Note (review needed): The
instruct()icl_examplesparameter API needs verification against the current source before documenting the full signature here.
Images
Pass images to instruct() with the images parameter. Accepts both Mellea
ImageBlock and PIL images:
from PIL import Image
from mellea import start_session
from mellea.core import ImageBlock
m = start_session() # requires a vision-capable backend and model
pil_image = Image.open("photo.jpg")
img_block = ImageBlock.from_pil_image(pil_image)
response = m.instruct(
"Describe what is in this image.",
images=[img_block],
)
print(str(response))
# Output will vary — LLM responses depend on model and temperature.
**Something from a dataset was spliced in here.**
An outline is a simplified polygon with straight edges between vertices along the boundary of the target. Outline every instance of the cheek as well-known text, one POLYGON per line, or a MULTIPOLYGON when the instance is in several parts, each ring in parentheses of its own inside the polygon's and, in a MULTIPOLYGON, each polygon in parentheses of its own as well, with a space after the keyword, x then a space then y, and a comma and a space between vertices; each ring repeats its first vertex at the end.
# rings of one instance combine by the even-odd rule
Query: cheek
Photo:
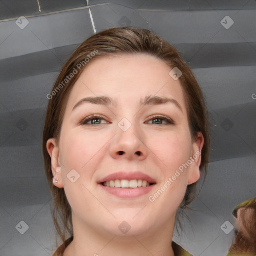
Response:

Backend note: Vision requires a model that supports image inputs (e.g.,
qwen2.5vl:7bvia the OpenAI backend). The default Ollama/Granite setup does not support images.
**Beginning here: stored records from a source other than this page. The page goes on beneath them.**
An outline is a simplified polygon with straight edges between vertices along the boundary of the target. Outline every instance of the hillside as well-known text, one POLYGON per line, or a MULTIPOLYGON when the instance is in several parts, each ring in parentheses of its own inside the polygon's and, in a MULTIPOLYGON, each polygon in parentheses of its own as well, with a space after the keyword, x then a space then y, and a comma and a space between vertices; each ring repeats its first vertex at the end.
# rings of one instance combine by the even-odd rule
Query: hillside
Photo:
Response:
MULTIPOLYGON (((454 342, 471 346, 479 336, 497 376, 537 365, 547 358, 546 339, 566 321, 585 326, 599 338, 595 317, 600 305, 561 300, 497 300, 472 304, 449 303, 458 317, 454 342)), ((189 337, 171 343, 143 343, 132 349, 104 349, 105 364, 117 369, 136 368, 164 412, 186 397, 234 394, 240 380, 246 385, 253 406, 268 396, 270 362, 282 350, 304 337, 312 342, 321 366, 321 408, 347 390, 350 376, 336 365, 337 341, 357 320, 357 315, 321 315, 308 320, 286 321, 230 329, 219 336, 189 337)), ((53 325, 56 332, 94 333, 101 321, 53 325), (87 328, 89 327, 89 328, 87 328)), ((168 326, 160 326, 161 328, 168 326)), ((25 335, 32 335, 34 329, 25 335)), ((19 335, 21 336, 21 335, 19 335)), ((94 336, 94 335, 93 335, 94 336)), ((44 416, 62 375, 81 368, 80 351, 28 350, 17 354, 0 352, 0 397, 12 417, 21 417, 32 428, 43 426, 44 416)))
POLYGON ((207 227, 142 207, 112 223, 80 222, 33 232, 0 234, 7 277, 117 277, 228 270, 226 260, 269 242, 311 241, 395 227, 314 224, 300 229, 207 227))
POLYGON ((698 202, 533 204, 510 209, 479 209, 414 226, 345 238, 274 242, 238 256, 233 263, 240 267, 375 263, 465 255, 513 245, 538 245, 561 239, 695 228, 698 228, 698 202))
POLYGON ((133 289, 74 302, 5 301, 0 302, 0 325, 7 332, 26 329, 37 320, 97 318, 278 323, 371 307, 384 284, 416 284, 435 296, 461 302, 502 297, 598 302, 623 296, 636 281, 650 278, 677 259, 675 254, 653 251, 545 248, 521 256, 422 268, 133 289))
Multi-turn with ChatContext
instruct() works with ChatContext for stateful multi-turn conversations:
from mellea import start_session
from mellea.stdlib.context import ChatContext
m = start_session(ctx=ChatContext())
m.chat("Make up a simple math problem.")
m.chat("Now solve the problem you just made up.")
print(str(m.ctx.last_output()))
# Output will vary — LLM responses depend on model and temperature.
ChatContext accumulates turns. SimpleContext (the default) discards the previous
turn on each call.
chat() vs instruct()
chat() is a lighter-weight alternative that sends a plain message with no
requirements and no sampling strategy:
from mellea import start_session
from mellea.stdlib.context import ChatContext
m = start_session(ctx=ChatContext())
response = m.chat("What is 2 + 2?")
print(str(response))
Use chat() for conversational back-and-forth where you don't need the IVR machinery.
Use instruct() when you want requirements, validation, or structured output.